# Hanging cages?



## BackyardFarmMama

Hi all
I found way over here from backyard chickens (where I mostly just browse since I won't have my chickens until mid June) Rabbits, I do have! They are mostly pets but I have begun breeding them as well recently and that is when I realized I needed to update their housing situation. 
Note to any other beginners (though I'm pretty sure no one else on this forum qualifies): DO NOT try to raise rabbits in a "pet rabbit" hutch 

Anyways, now I have some proper wire cages (that I am putting together in between cleaning the hutches... which I currently have to do almost daily :/ ) and I am going to be building a simple lean to rabbit shed like in the book "Raising Rabbits" (the book I should have bought a year ago, great book!).
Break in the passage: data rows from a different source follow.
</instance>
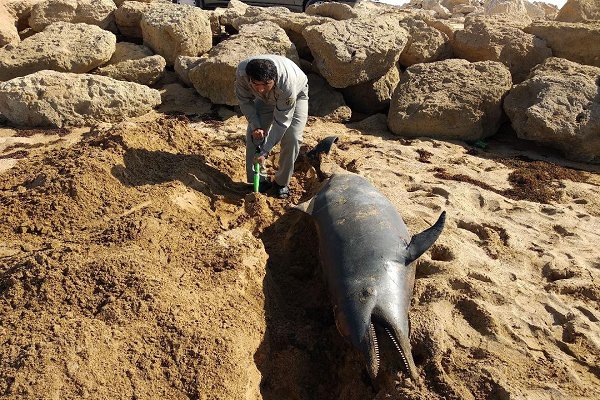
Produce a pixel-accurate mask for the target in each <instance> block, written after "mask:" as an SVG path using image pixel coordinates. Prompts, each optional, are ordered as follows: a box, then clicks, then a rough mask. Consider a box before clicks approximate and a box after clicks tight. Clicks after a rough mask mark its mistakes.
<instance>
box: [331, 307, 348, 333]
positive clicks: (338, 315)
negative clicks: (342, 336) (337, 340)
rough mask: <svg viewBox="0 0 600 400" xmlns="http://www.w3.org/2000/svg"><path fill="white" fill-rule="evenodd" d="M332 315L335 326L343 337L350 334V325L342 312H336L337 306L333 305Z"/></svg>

So my question is about hanging the cages. I built a PVC frame for them from the instructions on some website but that was a giant disaster as the whole thing fell apart after a few weeks of sitting outside before I even had a chance to hang the cages   . So I think at this point I'm just going to hang them in the "shed".

Questions: What do I use to hang them and how do I keep them from swinging around (my rabbits are pretty rambunctious  )


----------



## currycomb

we hang our cages with wire.to stop swinging, attach one wire to each back corner of cages, go up over your rafter or hook, whatever you are using, and come down and attach to front corner. this is assuming you are up against a wall. if not, a 2X4 mounted behind cage will help stop the forward and back motion.


----------



## terri9630

We have our cages hung.  I used chain to hang them and the metal clips they use for connecting electrical pipe to walls to connect the cages to a 2x4 that runs along the back of the frame to keep them from swinging.


----------



## doubled

If you cross the chains or wire it will greatly reduse the swinging. i.e. if you look at cage from side the chains/wire would look like and X, can do the same across the front although it doesnt have to go all the way across the front.


----------



## BackyardFarmMama

Thanks everyone for your advice. I am finally finishing up the construction of the lean to shed for the rabbit cages. I have a 2 x 4 for attaching to  the back of the rabbit cages to prevent swinging and all but one of my cages are built. 
I have more questions now of course  What type of wire/chain do you recommend using for hanging and what do I use to attach it to the cage?


----------